I’m not going to lie, some of this was hard to read. This history is such a hard truth to face, and I’ll admit some of it was hard for me to swallow. But the book does it well, with enough detail to make an impact but not over-the-top for shock value. I’m very glad nothing was horrifically extreme, and am incredibly impressed at the way Telley was able to pull off showing what was real but still reminding the reader there was definitely worse. And not in a guilt-inducing way, but as an element to the story.
One of my concerns was that this story was tackling both racism and sexual orientation—those are two HUGE issues, and can go very wrong, very fast. But I was pleasantly surprised at how seamlessly they blended together and really worked together to make the story. It’s handled well, with equal amount of importance and time given to both. I definitely feel like this was a bold statement that draws on parallels, but…that’s a different conversation.
One of the most interesting parts of this novel was seeing how the parents influenced their kids and the resulting actions and words. It’s definitely a battle of generations, and it was another pleasant surprise to have it portrayed so well. It really added a deeper element of family and nature versus nurture, and was probably one of my favourite parts.

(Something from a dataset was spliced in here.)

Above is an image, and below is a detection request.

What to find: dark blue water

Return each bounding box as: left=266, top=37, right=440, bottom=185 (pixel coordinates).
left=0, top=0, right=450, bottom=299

As a story itself, I was fairly impressed with how it all came together. The characters are unique but relatable, and I loved the friendships and family relationships. I don’t think there’s much deviation from a plotline that we could guess, but at the same time, I don’t really think a book like this should. The fight scene towards the end that seemed to be a turning point was perhaps the only thing that really startled me, but it was a good thing in the end.
Lies We Tell Ourselves is such an important book, one to make a reader think and feel and incite action. It’s fairly obvious that I’m a fan of this book, in every way. It’s the perfect way to bring this history and these messages to the YA crowd.